“Low T” is the innocuous buzz word circulated by advertisers trying to sell drugs to men who have symptoms of low testosterone. These include low libido, fatigue, irritability or muscle loss. However, the game may be proving to be not worth the candle.
The New York Times said, “Clinical testosterone deficiency, which is variously defined as lower than 220 to 350 nanograms of testosterone per deciliter of blood serum, can cause men to lose sex drive and fertility. Their bone density often declines, and they may feel tired and experience hot flashes and sweats.”
The Endocrine Society has released the following statement on the risk involved for men getting testosterone therapy: “A recent study by Finkle et al1, published online in PLOS ONE, suggests that the risk of myocardial infarction is increased in men who are receiving testosterone therapy and who have pre-existing heart disease. This report follows on the heels of another study from the Veterans Health Care System2, which also found a higher frequency of death and cardiovascular events in men who had documented coronary artery disease and who were administered testosterone therapy. In 2010, a randomized placebo-controlled trial of testosterone in older men with mobility limitation, funded by the National Institute on Aging (NIA), was stopped early by the trial’s data and safety monitoring board, due to the higher frequency of cardiovascular-related events in men assigned to the testosterone arm of the trial than in those assigned to the placebo arm3. These studies have heightened concern about the safety of testosterone therapy in older men with pre-existing heart disease.
Finkle and colleagues1 examined the health care records of 55,593 men who had been prescribed testosterone therapy. They found a twofold increase in the relative risk of myocardial infarctions in the 90 days after starting testosterone therapy in men who had heart disease compared to the year before. The increase in myocardial infarctions was even greater in men over the age of 65 than in men under the age of 65.
Another retrospective analysis and a small prospective randomized trial had reported lower cardiovascular events in men who were receiving testosterone than in those who were not receiving testosterone5-6. Retrospective database analyses are limited by their inherent inability to verify the indication for treatment, diagnoses, or other relevant quantitative information that is often not ascertainable from an administrative database. Nonrandomized retrospective analyses are also susceptible to unmeasured confounding due to a variety of other factors. These factors are particularly important because many patients in the United States are being prescribed testosterone for the treatment of age-related symptoms or age-related decline in testosterone levels, for which testosterone therapy has not been approved by the Food and Drug Administration.
Large scale, prospective, randomized controlled trials are needed to determine the risks and benefits of testosterone therapy in older men with age-related decline in testosterone levels. The NIA- funded T Trials, an ongoing randomized trial of testosterone in older men with unequivocally low testosterone levels and symptoms – sexual dysfunction, physical dysfunction or low vitality – will determine whether testosterone therapy improves these symptoms, and whether it is safe.
Until evidence from large randomized trials becomes available, the Endocrine Society believes that patients should be made aware of the potential risk of cardiovascular events in middle-aged and older men who are taking or considering testosterone therapy for age-related decline in testosterone levels and symptoms. Physicians and patients should have a conversation about the risks and benefits of using testosterone, especially in patients who have pre-existing heart disease.
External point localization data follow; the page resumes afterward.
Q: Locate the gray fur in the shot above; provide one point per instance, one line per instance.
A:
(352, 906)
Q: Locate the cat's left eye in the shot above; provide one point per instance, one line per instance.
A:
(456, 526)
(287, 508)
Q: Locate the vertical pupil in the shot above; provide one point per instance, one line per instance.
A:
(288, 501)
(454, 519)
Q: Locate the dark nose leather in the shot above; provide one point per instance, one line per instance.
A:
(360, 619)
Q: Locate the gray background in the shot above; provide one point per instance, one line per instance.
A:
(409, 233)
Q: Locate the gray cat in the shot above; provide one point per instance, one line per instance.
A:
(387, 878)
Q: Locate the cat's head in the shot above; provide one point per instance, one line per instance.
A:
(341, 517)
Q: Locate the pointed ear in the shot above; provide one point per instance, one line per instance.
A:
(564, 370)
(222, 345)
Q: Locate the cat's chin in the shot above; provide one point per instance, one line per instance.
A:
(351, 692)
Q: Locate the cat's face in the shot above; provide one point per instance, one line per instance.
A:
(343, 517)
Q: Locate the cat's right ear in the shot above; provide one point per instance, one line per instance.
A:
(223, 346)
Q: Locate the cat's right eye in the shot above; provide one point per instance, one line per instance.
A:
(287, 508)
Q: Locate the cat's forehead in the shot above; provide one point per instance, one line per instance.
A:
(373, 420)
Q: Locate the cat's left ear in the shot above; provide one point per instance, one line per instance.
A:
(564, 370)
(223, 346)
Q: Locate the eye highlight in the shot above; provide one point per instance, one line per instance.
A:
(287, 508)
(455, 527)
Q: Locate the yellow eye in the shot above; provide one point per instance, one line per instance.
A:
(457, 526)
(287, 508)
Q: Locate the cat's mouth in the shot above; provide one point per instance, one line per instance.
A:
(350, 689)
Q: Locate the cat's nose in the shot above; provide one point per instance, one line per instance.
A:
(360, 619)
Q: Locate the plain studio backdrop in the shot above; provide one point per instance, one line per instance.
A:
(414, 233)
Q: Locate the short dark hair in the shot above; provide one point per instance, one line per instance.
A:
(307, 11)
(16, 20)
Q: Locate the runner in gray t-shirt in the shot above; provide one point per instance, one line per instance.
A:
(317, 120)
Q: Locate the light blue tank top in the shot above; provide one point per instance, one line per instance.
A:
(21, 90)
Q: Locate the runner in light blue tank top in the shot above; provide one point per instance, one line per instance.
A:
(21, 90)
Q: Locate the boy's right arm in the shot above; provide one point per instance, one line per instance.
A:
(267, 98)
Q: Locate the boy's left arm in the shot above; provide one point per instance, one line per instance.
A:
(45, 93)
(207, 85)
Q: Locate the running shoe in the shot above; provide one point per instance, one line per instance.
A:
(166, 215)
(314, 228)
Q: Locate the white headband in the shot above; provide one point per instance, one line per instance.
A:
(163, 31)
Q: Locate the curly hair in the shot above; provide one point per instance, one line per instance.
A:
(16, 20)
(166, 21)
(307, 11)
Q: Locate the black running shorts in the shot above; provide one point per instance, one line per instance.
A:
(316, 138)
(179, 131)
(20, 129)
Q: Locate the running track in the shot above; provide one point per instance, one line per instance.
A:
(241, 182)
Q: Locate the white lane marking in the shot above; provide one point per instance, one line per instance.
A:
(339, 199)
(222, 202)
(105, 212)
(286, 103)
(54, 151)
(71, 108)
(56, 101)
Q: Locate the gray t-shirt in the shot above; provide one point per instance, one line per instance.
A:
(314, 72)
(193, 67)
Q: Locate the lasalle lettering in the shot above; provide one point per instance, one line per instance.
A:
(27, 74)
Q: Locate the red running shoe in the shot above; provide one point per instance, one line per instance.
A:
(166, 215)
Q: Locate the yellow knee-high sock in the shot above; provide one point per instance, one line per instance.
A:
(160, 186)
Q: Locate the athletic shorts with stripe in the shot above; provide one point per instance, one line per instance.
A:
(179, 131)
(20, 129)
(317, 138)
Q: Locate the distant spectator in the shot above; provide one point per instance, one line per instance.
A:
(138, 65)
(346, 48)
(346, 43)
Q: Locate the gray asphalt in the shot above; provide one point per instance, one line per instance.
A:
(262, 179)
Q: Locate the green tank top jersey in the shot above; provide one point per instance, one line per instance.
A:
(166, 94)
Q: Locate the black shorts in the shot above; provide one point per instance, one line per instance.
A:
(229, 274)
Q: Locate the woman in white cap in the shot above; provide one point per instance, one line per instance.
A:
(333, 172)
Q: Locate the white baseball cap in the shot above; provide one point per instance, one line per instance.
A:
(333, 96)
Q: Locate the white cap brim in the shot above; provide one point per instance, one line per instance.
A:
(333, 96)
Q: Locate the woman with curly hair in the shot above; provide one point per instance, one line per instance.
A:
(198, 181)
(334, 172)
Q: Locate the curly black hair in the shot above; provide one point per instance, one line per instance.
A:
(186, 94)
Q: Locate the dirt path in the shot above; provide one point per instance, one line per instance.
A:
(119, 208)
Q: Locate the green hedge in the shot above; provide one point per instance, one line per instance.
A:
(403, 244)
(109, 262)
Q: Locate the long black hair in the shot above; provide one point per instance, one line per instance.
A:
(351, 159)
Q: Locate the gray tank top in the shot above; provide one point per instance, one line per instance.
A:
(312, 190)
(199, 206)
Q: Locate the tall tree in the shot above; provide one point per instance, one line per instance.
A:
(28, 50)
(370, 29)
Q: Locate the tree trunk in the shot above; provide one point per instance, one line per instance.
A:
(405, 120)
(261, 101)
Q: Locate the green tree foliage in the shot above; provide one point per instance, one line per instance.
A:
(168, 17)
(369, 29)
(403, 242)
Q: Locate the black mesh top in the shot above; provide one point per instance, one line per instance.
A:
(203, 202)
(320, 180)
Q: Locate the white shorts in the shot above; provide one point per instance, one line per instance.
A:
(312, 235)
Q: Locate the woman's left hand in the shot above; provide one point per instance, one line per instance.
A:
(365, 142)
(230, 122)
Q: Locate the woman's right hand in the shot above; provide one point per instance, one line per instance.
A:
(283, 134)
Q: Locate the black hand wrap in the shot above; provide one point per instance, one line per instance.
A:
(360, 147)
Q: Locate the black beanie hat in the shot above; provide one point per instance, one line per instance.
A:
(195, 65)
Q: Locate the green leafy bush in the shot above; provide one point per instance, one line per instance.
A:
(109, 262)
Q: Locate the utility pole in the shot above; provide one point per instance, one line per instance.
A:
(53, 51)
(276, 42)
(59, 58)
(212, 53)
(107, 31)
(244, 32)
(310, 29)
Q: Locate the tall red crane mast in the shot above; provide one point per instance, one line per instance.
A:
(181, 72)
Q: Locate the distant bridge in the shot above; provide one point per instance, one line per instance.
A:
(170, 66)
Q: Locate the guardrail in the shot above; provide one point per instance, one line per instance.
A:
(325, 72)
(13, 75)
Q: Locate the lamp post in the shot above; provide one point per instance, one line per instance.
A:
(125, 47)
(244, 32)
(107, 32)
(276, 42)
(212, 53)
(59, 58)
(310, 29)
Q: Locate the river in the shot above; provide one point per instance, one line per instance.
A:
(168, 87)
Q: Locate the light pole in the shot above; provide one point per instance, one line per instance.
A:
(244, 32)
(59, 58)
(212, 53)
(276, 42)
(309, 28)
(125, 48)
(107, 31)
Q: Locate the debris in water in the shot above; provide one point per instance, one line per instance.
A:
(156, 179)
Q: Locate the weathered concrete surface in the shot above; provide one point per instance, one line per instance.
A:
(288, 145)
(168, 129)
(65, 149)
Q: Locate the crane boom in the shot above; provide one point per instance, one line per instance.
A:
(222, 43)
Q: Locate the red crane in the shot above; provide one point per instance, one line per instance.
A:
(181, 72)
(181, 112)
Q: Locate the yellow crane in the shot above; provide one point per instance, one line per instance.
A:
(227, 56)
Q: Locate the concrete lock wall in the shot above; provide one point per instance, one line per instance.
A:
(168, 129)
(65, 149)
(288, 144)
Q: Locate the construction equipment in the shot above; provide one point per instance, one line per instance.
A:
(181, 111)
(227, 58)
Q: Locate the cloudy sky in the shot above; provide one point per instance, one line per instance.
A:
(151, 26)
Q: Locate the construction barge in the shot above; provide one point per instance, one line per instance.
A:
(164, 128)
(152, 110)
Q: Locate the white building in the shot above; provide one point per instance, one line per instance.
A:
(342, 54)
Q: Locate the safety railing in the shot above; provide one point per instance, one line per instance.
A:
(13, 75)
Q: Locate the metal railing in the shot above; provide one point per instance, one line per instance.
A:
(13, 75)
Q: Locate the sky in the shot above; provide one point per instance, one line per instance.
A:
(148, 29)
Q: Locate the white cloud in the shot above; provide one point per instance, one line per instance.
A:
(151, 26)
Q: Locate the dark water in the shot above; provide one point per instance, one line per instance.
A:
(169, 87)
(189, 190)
The Endocrine Society recommends that physicians prescribe testosterone in accordance with the Society’s clinical practice guidelines on testosterone therapy in men with hypogonadism. Testosterone therapy should be accompanied by a standardized monitoring plan to optimize the dose and minimize the risk of adverse effects. The Endocrine Society encourages patients with concerns about this report or about their testosterone therapy to contact their health care providers. Patients with hypogonadism who have been on stable testosterone therapy should not stop their medication without consulting their health care provider.